Concurrency and Locking:
- Uses database-level locks around critical update operations (update_progress and get_ongoing_doc_name) to ensure consistency.
- On macOS, locking is skipped due to environment-specific behavior.
Redis Integration:
- Tasks are enqueued into Redis queues with priority-based queue names.
- Cancellation flags are managed in Redis keys.
Reuse of Previous Task Chunks:
- To optimize processing, completed task chunks from previous runs are reused if task digest and page ranges match.
- This avoids redundant chunk processing and speeds up re-parsing.
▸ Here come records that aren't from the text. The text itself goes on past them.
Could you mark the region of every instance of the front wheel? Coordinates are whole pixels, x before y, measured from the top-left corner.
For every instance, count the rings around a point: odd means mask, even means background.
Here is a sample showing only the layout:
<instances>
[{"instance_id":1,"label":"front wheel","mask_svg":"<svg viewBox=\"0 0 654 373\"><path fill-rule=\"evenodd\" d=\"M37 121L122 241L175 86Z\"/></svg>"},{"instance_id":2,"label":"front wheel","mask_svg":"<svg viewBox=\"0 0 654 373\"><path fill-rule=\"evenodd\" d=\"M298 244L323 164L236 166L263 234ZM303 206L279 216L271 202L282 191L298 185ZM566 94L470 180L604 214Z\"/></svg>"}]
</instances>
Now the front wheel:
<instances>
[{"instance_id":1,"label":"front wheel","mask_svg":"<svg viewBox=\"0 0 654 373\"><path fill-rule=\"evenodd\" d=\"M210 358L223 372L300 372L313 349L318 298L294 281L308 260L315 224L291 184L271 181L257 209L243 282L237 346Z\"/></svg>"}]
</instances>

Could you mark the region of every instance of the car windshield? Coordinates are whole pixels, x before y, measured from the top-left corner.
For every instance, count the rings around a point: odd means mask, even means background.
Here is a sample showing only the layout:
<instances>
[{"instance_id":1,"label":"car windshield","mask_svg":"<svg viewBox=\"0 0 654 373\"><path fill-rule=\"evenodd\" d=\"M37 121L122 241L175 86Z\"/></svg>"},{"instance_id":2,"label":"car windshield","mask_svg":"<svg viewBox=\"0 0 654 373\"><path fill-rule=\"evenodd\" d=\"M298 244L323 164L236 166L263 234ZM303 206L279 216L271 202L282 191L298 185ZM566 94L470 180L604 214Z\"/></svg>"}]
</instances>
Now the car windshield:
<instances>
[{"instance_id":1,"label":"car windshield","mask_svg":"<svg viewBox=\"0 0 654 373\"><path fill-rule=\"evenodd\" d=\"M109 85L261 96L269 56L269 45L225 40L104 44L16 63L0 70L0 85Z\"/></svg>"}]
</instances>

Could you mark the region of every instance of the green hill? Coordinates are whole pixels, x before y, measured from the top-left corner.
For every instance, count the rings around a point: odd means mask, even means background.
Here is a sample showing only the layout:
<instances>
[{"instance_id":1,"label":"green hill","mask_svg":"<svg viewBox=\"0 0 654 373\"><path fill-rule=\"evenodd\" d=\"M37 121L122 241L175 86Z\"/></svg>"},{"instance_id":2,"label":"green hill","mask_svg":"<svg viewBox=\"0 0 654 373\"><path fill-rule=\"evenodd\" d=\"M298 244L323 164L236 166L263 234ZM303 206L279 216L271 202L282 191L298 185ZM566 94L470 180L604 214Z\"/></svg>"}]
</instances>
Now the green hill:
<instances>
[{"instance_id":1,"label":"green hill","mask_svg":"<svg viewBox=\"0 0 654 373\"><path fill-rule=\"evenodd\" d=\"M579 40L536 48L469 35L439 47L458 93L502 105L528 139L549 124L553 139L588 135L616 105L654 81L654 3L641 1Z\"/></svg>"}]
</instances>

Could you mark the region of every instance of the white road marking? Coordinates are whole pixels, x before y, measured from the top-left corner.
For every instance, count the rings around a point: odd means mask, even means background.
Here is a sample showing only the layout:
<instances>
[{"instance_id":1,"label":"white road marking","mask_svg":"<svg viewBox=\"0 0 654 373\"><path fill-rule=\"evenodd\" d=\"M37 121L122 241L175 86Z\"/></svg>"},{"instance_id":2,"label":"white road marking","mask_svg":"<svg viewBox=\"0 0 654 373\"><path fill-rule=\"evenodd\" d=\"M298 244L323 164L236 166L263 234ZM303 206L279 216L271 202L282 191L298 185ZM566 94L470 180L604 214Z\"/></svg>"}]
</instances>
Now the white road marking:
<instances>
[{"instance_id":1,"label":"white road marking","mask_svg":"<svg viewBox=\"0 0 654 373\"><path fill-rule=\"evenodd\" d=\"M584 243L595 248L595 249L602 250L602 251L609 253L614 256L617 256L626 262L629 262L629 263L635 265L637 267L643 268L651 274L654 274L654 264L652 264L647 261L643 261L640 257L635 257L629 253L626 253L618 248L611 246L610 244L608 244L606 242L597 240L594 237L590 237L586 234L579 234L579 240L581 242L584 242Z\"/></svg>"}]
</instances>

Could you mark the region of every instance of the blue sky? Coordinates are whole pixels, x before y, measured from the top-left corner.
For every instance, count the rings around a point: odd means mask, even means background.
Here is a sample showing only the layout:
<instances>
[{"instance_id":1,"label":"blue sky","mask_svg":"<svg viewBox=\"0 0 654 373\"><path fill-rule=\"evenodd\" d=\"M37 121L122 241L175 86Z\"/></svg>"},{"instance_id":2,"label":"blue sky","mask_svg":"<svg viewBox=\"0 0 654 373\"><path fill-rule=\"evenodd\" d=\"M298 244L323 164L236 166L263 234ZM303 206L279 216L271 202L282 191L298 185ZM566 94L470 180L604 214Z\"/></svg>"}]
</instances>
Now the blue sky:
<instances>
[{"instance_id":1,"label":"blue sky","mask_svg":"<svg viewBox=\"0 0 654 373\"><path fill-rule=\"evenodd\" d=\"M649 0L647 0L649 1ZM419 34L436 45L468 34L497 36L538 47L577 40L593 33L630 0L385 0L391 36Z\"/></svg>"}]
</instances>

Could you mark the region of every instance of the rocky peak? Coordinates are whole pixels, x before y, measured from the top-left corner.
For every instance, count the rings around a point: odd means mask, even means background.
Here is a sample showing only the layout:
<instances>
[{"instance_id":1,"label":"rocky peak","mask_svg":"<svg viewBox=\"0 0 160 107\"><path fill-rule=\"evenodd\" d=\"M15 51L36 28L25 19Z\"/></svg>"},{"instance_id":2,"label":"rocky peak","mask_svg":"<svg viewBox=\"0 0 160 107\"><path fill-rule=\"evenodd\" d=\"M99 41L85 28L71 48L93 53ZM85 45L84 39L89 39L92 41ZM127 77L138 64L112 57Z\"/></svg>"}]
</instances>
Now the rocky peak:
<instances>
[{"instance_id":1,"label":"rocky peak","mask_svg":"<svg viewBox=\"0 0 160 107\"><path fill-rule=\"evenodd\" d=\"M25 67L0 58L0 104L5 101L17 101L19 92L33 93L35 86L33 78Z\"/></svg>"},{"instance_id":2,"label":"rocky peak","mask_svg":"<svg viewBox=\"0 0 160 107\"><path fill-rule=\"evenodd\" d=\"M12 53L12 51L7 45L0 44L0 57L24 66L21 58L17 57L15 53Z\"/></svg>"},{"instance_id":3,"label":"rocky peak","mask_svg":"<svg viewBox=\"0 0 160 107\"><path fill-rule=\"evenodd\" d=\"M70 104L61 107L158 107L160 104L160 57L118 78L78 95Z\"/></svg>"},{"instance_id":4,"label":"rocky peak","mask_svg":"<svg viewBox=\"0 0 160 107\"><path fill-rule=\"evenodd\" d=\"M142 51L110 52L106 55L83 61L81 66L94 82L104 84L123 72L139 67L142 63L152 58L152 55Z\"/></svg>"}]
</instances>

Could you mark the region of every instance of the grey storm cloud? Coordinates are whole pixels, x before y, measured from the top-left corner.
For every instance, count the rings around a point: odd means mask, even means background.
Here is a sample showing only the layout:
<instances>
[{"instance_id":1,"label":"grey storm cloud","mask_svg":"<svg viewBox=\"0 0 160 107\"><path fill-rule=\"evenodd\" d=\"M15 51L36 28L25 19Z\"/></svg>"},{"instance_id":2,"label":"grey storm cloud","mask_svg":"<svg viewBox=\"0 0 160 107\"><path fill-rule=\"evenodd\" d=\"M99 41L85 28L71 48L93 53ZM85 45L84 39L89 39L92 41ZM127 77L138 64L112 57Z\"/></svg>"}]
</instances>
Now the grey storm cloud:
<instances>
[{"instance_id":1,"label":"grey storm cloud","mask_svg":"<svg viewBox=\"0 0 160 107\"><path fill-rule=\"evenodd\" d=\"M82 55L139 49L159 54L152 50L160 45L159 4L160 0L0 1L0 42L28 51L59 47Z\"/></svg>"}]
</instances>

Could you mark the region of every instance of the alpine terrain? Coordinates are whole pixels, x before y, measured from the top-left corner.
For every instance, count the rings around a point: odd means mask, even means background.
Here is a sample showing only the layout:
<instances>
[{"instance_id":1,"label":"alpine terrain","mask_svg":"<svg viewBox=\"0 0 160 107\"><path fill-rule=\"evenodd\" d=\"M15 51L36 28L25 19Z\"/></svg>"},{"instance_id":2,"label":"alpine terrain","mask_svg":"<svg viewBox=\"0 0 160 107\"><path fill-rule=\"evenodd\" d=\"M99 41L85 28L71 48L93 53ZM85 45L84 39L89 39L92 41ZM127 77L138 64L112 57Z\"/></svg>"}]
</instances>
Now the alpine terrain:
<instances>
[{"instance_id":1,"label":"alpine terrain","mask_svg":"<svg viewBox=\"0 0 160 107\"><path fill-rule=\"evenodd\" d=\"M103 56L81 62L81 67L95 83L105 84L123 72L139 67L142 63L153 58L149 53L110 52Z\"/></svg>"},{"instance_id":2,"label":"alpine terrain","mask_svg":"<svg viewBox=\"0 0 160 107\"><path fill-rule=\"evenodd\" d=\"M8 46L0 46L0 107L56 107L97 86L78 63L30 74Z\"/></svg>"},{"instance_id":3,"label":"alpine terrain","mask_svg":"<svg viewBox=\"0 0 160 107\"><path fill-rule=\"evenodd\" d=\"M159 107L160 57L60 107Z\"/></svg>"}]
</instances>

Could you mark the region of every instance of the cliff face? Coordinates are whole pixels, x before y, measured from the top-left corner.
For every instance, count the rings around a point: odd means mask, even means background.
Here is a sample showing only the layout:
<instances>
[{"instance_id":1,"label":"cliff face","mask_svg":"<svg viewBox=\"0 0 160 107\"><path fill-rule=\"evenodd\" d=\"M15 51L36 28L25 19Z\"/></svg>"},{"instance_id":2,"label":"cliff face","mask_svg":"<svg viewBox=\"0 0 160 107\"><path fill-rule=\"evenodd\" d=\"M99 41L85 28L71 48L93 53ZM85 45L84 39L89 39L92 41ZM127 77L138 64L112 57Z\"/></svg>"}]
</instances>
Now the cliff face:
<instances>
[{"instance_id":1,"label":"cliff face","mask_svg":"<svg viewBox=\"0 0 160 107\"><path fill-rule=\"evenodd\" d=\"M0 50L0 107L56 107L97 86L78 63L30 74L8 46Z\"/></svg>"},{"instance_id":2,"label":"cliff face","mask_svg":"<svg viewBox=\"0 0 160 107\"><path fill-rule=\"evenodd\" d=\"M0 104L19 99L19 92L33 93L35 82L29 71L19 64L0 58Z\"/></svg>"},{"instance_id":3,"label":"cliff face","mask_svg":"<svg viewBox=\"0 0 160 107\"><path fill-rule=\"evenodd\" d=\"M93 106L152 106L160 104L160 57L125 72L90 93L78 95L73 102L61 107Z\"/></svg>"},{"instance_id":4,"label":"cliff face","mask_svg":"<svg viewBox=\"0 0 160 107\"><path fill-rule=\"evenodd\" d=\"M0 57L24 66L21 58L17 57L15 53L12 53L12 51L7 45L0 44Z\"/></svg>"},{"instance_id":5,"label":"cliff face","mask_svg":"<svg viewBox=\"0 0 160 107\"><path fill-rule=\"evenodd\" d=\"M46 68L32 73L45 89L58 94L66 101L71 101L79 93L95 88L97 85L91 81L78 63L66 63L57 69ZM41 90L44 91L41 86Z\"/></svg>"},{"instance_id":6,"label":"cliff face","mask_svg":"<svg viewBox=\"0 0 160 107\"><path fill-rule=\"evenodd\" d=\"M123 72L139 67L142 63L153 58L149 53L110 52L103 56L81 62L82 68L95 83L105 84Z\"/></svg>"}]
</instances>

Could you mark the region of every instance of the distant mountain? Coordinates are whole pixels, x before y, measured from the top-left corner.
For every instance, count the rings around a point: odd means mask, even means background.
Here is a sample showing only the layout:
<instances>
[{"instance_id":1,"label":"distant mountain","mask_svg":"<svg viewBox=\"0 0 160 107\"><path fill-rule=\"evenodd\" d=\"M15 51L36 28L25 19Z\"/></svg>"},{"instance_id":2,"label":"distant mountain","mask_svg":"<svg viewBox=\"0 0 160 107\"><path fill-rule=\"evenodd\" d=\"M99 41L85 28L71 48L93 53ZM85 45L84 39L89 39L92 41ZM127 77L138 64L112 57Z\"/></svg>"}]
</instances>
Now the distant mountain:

Interaction with Other Modules

Database Models:
- Uses Task, Document, Knowledgebase, Tenant, File2Document, and File Peewee ORM models for data retrieval and updates.
Document Parsing:
- Integrates with PdfParser and RAGFlowExcelParser to determine document dimensions (pages, rows).
Storage:
- Uses STORAGE_IMPL to fetch document binaries from storage buckets.
Redis:
- Uses REDIS_CONN for task queueing and cancellation signaling.
Utilities:
- Uses utilities for UUID generation, timestamps, and server queue naming.
Settings:
- Reads configurations from api.settings and rag.settings.
Other Services:
- Calls DocumentService for document-related operations like chunking config and knowledge base retrieval.
- Uses CommonService for generic database CRUD operations.

Visual Diagram

classDiagram
    class TaskService {
        +model
        +get_task(task_id)
        +get_tasks(doc_id)
        +update_chunk_ids(id, chunk_ids)
        +get_ongoing_doc_name()
        +do_cancel(id)
        +update_progress(id, info)
    }

    class DocumentService {
        +get_chunking_config(doc_id)
        +update_by_id(doc_id, updates)
        +get_knowledgebase_id(doc_id)
        +begin2parse(doc_id)
        +get_by_id(doc_id)
    }

    class RedisConnection {
        +queue_product(queue_name, message)
        +set(key, value)
        +get(key)
        +delete(ids, index_name, kb_id)
    }

    class Storage {
        +get(bucket, name)
    }

    TaskService ..> DocumentService : uses
    TaskService ..> RedisConnection : uses
    TaskService ..> Storage : uses

    %% Functions outside class
    class queue_tasks {
        +queue_tasks(doc, bucket, name, priority)
        +reuse_prev_task_chunks(task, prev_tasks, config)
        +cancel_all_task_of(doc_id)
        +has_canceled(task_id)
        +queue_dataflow(dsl, tenant_id, doc_id, task_id, flow_id, priority, callback)
    }

    queue_tasks ..> TaskService : uses
    queue_tasks ..> RedisConnection : uses
    queue_tasks ..> Storage : uses
    queue_tasks ..> DocumentService : uses

Summary

task_service.py is a foundational module in the InfiniFlow platform that orchestrates the lifecycle of document processing tasks. It efficiently manages task creation, chunking based on document type, progress and retry management, and task queueing in Redis. By supporting chunk reuse and sophisticated progress tracking, it boosts system performance and reliability in handling large-scale document processing workloads. This file is tightly integrated with the database layer, storage abstractions, and document parsing utilities, serving as a bridge between the data persistence layer and asynchronous processing infrastructure.